From ten days ago at TechEd, Brian Harry, Team Foundation Server Product Unit Manager, announced Visual Studio 2013 and Team Foundation Server 2013 and many of the Application Lifecycle Management features that they include. Some of those features are enabled on Team Foundation Service and a preview of VS 2013 and TFS 2013 will be available at the later this month.
It’s an exciting time now that we can start talking more openly about what’s coming in the next major release.
In this post, I will be talking about few features that Brian Harry talked about of the new Visual Studio 2013 that are related to Application Lifecycle Management
There’s so much new stuff that we will announced later at the Build conference.
One of the favorite features that I really like from Visual Studio 2012 is Agile Portfolio Management, Microsoft are continuing to build on the Agile project management features (backlog and sprint management) they introduced in TFS 2012 and the Kanban support they added in the TFS 2012 Updates. With TFS 2013, Microsoft are tackling the problem of how to enable larger organizations to manage their projects with teams using a variety of different approaches. current tooling is focused at individual teams and relies on reporting and Project and/or Project Server integration to roll that up for larger organizations. However, there’s a good opportunity to improve the solution to enable people at all levels of the organization to easily participate in a way that makes sense to them.
The first issue that tackling is work breakdown. Different levels in the organization care about different levels of granularity.
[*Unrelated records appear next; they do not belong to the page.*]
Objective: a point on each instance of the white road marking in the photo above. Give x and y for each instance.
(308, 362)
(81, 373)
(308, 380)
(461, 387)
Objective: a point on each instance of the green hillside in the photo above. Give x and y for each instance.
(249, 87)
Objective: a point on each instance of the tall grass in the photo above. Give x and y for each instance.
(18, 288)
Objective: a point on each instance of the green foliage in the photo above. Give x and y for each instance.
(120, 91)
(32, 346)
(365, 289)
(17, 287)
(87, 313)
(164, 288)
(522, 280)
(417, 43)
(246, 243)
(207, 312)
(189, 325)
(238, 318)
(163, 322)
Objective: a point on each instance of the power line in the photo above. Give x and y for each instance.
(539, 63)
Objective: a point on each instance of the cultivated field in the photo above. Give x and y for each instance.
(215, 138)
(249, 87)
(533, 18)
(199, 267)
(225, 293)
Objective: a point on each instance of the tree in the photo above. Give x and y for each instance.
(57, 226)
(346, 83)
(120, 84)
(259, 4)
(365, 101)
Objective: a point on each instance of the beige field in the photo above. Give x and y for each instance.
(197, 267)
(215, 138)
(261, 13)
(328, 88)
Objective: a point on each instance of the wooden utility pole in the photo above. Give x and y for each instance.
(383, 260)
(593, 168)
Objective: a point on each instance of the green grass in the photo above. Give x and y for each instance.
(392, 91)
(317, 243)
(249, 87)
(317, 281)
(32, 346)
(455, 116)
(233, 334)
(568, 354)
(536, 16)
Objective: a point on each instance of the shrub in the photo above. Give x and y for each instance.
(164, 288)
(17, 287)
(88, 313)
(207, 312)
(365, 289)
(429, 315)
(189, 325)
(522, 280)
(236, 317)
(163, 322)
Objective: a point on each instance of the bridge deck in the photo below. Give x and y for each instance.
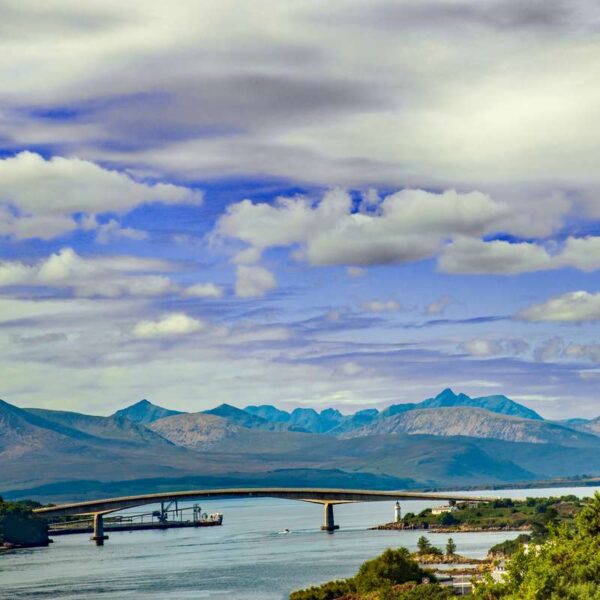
(325, 496)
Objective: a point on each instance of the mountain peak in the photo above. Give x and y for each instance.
(144, 411)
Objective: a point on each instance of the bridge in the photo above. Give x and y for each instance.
(327, 497)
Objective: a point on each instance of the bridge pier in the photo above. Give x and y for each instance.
(328, 522)
(98, 535)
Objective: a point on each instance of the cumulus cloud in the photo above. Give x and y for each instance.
(253, 282)
(475, 256)
(204, 290)
(406, 226)
(173, 324)
(482, 348)
(573, 307)
(590, 352)
(110, 277)
(112, 230)
(355, 272)
(40, 197)
(381, 306)
(549, 350)
(439, 306)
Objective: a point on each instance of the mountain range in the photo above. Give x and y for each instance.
(448, 440)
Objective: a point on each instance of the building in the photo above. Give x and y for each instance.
(440, 510)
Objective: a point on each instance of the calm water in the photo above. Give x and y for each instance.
(246, 558)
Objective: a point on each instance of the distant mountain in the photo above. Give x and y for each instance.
(117, 428)
(56, 454)
(243, 418)
(477, 423)
(590, 426)
(145, 412)
(268, 412)
(39, 446)
(332, 422)
(195, 430)
(498, 404)
(300, 419)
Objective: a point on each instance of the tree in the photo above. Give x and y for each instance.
(566, 565)
(450, 547)
(448, 519)
(390, 568)
(424, 545)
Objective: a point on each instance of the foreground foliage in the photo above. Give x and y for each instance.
(534, 513)
(394, 575)
(19, 526)
(564, 567)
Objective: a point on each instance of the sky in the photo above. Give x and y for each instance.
(345, 204)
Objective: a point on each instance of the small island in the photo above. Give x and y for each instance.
(20, 527)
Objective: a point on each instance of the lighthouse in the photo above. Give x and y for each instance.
(397, 512)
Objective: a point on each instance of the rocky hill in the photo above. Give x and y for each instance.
(476, 423)
(145, 412)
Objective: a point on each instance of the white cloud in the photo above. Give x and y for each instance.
(109, 277)
(204, 290)
(39, 197)
(475, 256)
(590, 352)
(549, 350)
(406, 226)
(248, 256)
(381, 306)
(439, 306)
(356, 272)
(173, 324)
(573, 307)
(253, 282)
(112, 230)
(482, 348)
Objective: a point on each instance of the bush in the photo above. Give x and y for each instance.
(449, 519)
(566, 565)
(391, 568)
(327, 591)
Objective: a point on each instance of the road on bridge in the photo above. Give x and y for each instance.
(327, 497)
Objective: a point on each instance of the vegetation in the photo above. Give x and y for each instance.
(565, 566)
(19, 526)
(509, 547)
(532, 513)
(394, 575)
(424, 547)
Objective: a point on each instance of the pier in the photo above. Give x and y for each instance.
(165, 518)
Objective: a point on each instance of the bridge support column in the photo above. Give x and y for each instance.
(328, 522)
(98, 535)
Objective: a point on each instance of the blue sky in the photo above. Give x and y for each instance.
(346, 205)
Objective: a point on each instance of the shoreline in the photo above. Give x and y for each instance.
(448, 529)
With TFS 2013, Microsoft is addressing this situation by introducing the notion of different levels of backlog. For instance, a backlog of business initiatives can be broken down into a backlog of scenarios and then into a backlog of user stories, etc. You can manage the backlog at each level and trace the relationships. Also enabling multiple Scrum teams to each manage their own backlog of user stories/tasks that then contributes to the same higher-level backlog.
All of this will be included in TFS 2013 and is available on Team Foundation Service today for you to start to explore.
Another improvement that VS Team really working hard on it is the version control solution. There are so many changes that there’s no way I can cover it all so let me cover a few of the top things.
I’m going to start with something that’s a bit of “old news” if you’ve been tracking the Updates. Microsoft added a “Connect” page to Team Explorer that makes it easier than ever to manage the different Team Projects/repos you connect to – local, enterprise or cloud. This, among all of the other improvements we’ve made in the Updates, will also show up in VS 2013.